I decided not to research – for me research can prove to be the thin line between getting something done (in this case getting the unsightly sweet potato off the counter without wasting it) and spinning into paralysis by analysis and waiting another three to five years to actually do something.
The vines grew in their lovely morning glory way– sweet potatoes are not a nightshade like conventional potatoes, they’re actually in the morning glory family. One of the two robust vines got chomped by some critter, so I had only one primary vine in the end. I remembered to water the pot periodically, but as there was no rain all summer, the potatoes might have been more robust if raised by a more organized person who was inclined to water daily. This is my mom. She is out every morning at six dragging the hose around her beautiful yard.
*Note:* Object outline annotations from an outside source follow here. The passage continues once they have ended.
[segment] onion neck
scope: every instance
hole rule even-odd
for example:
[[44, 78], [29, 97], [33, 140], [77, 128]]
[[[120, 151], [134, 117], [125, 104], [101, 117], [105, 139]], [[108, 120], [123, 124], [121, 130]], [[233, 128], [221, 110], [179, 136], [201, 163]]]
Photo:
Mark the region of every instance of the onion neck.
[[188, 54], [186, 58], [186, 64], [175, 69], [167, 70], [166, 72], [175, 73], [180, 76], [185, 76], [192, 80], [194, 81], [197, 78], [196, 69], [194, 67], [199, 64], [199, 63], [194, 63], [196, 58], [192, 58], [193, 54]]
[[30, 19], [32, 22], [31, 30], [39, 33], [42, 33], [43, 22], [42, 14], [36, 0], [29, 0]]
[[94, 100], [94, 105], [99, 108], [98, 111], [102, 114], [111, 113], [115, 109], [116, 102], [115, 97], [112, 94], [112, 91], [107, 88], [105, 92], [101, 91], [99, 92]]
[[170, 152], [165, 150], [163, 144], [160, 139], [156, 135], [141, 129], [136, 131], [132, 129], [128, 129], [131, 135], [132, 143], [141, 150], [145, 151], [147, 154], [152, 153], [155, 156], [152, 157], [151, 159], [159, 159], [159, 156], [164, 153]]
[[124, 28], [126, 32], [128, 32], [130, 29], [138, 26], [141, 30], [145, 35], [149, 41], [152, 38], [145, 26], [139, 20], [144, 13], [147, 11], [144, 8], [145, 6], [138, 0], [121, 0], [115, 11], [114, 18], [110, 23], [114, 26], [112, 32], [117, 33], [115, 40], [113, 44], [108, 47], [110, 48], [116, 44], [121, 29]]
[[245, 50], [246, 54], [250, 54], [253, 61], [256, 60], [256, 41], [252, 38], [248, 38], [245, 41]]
Not me, I’m up at six in the morning, but I’m out with the dog and she could care less about a beautiful yard; she wants to walk.
The cold mornings have come, so one day last week I fished around in the dirt under the sweet potato vines to see what I would find. I was delighted to find something, even though my potatoes are suspiciously baby carrot size. I dehydrated the little tubers just as they were. They made awesome chewy treats for the dog.